This Is What It's Like To Be Your Country's First Potential Winter Olympic Athletes

Repping your country in a sport it doesn't recognize is difficult.

The drone of a Korean documentary crew is buzzing above Alishah and Sajjad's heads as they go out for a run in the pristine, snow-covered woods of Switzerland. An Austrian news anchor has positioned herself between two ski slopes, microphone in hand, ready to catch the two athletes between practice runs. And in the lobby of the St. Moritz Youth Hostel, a Japanese journalist is nervously conducting an interview via Google Translate, since he neither speaks English nor Dari, Alishah’s and Sajjad’s native tongue.

Alishah Farhang, 27, and Sajjad Husaini, 25, are two aspiring skiers from Afghanistan who are currently training in St. Moritz, Switzerland. They attract constant attention from media outlets worldwide, as they are trying to achieve what no Afghan has achieved in the history of winter sports: to participate in the Winter Olympics, taking place this February in the South Korean city of Pyeongchang.

It is a dream they didn’t even know they had a few years ago. “Coming from a small village in Afghanistan, going to the Winter Olympics was nothing I ever dared dreaming about. How could I? I didn’t know such things existed, so how would I have imagined them?” Farhang says.

Though their home province of Bamyan is spiked with mountains, they had never heard of skiing — until a group of European aficionados decided to put Afghanistan’s mountains to use for something other than shepherds and insurgents. Upon first seeing the Europeans on the slopes in 2011, Farhang was perplexed, “I didn’t know what to call the things they had on their feet.” Neither did Husaini. “It was very joyful,” he remembers his first experience skiing, “falling down, rolling around in the powdery snow.”

What started as fun became ambition when both Husaini and Farhang won the Afghan Ski Challenge that had been set up by the Europeans in their home province. As both men turned out to be exceptionally talented, they were given the chance by the Bamyan Ski Club to train in St. Moritz during the winter. This is their third consecutive year in Switzerland, and BuzzFeed has been following them for some of their last trial races, which will show whether Farhang and Husaini will be good enough enough to qualify for the Olympics.

Athletically, they have been having a hard time, usually coming in last at the trial races. “When I feel disappointed, I tell myself: How could we possibly compete against athletes who have been skiing their entire lives? I have been on skis for a total of nine months,” Farhang says. Seeing the training opportunities given to talented athletes in Europe can be frustrating for the young men, at times. There are no lifts, prepared slopes, or gondolas in Afghanistan. In order to ski, people have to walk up a hill and then ski down — often with wooden skis that people in Europe and North America haven’t used since the 1970s. Farhang says, “You sometimes walk up for two hours just to ski down for five minutes. It’s hard work.”

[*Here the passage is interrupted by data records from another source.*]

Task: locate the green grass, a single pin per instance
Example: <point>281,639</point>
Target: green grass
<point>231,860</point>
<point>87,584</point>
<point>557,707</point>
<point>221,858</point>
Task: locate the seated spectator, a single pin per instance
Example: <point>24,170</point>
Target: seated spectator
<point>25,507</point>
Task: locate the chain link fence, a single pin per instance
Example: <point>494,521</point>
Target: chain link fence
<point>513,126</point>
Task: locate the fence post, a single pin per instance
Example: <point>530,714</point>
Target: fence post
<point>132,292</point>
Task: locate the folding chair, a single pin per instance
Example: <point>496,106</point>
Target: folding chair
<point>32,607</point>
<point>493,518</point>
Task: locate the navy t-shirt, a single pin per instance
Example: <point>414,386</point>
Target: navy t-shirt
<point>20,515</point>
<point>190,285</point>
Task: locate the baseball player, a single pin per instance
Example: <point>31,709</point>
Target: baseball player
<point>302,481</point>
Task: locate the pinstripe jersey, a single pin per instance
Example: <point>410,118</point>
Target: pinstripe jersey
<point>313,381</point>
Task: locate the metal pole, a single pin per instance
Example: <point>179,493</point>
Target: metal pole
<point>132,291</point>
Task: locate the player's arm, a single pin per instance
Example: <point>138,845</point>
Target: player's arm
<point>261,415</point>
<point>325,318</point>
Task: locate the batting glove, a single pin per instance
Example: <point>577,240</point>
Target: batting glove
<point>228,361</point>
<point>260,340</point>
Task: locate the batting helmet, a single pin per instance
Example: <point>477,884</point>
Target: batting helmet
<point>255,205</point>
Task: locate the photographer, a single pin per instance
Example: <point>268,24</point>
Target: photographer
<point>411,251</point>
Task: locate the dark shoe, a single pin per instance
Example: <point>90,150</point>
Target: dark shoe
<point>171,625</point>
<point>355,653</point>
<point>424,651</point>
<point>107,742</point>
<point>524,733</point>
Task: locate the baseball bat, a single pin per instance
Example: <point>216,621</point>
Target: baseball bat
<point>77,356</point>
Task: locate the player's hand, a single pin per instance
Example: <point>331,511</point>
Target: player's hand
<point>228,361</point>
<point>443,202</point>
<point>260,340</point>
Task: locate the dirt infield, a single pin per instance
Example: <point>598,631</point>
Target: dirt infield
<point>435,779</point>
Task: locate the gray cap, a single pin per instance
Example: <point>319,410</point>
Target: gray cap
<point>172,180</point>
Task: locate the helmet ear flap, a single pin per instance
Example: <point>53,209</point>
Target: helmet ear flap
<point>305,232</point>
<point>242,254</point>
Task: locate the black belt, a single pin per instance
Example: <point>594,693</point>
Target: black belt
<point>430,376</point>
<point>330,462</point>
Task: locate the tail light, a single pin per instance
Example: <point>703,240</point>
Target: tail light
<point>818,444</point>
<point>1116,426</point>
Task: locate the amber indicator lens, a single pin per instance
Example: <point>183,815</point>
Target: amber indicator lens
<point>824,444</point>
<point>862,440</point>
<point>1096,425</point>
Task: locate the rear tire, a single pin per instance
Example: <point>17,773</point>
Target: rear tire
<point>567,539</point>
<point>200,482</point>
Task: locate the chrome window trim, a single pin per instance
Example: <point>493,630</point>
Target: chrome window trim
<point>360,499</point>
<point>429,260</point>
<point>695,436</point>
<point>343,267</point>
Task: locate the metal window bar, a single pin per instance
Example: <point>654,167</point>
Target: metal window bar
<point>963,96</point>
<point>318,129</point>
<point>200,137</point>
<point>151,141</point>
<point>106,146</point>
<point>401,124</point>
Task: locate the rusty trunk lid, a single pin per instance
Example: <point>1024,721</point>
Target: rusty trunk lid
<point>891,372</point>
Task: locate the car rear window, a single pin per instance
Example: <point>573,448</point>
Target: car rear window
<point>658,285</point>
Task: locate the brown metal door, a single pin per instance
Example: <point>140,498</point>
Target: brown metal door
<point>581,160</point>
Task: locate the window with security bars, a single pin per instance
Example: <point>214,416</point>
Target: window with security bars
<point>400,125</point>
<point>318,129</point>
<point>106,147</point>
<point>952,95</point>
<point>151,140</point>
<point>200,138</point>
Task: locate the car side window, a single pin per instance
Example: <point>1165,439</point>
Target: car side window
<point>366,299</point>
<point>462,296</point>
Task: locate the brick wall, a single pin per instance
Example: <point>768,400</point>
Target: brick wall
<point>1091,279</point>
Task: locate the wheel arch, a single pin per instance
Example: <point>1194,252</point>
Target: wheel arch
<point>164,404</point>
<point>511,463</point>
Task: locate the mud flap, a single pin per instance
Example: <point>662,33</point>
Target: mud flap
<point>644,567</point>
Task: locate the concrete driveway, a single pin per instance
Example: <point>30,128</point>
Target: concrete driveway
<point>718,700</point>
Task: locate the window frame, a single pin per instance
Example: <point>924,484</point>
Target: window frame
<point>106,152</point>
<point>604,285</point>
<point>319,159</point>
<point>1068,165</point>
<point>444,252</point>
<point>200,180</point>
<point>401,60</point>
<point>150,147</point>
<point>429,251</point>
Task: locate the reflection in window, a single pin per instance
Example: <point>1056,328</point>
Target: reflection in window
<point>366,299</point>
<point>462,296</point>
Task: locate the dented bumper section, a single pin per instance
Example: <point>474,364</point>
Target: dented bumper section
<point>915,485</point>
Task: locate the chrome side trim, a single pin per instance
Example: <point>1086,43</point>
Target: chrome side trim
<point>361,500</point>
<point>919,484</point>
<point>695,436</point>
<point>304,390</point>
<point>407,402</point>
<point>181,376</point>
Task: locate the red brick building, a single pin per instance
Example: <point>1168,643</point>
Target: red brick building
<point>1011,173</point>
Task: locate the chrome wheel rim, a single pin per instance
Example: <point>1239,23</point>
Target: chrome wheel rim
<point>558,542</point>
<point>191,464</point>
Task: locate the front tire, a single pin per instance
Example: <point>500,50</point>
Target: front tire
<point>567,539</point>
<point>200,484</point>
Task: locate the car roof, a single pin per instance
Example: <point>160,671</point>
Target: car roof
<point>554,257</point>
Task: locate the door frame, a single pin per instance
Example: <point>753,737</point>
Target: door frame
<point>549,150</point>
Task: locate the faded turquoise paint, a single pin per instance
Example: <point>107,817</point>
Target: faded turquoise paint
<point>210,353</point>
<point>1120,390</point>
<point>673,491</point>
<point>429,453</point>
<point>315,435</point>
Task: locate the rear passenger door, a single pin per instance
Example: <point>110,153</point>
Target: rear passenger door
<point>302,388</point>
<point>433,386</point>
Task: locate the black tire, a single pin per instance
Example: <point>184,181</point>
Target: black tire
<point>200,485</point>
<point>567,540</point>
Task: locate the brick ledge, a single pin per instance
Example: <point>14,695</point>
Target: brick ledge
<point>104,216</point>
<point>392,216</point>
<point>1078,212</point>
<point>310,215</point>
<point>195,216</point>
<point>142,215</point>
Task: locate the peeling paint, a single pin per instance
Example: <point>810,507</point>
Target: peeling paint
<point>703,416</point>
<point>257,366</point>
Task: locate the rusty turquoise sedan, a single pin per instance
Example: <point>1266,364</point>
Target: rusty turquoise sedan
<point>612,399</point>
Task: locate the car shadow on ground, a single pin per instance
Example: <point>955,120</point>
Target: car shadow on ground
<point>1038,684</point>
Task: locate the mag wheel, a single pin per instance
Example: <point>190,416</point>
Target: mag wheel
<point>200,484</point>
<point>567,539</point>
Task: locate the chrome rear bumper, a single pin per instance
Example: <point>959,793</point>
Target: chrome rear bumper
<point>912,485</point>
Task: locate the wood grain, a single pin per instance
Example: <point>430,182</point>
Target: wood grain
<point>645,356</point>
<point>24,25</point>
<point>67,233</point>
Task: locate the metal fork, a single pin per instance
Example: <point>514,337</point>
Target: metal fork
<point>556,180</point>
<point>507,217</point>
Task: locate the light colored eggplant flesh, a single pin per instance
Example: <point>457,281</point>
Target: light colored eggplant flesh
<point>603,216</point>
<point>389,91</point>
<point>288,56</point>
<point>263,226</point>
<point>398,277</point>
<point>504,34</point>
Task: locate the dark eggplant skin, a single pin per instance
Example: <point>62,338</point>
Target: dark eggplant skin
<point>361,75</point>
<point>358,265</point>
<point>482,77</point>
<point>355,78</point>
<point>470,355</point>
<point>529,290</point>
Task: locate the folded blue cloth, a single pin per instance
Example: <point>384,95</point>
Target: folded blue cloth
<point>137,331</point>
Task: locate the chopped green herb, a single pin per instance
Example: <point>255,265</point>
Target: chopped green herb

Despite having cameras following their every move, zooming in on their faces when they read yet another disappointing score on the board, the young men have decided to tolerate the constant media attention for one simple reason: They want to offer the world a different view of Afghanistan. “A lot of people are surprised when they first meet us,” Husaini says, “they say, ‘You are Afghans? But I thought all Afghans were terrorists or refugees.’”

By mid-January, it is becoming obvious that the two men will not collect the points necessary to make it to the Olympics. However, they continue racing until the very end, having adopted the spirit of true athletes who don’t give up even when the odds are against them. Their last chance to participate in the games, however, is now a letter from the Afghan President Ashraf Ghani, who asked the Olympic Committee to make an exception for Farhang and Husaini. After all, the Olympic idea is not one of winning, but one of taking part. The men are still hopeful. Farhang sums it up: “Making it to the Olympics would show people that Afghanistan is not just conflict. And I am sure it would inspire lots of young people in Afghanistan, as well as encourage the government to help more athletes. There is room in history for someone like us.”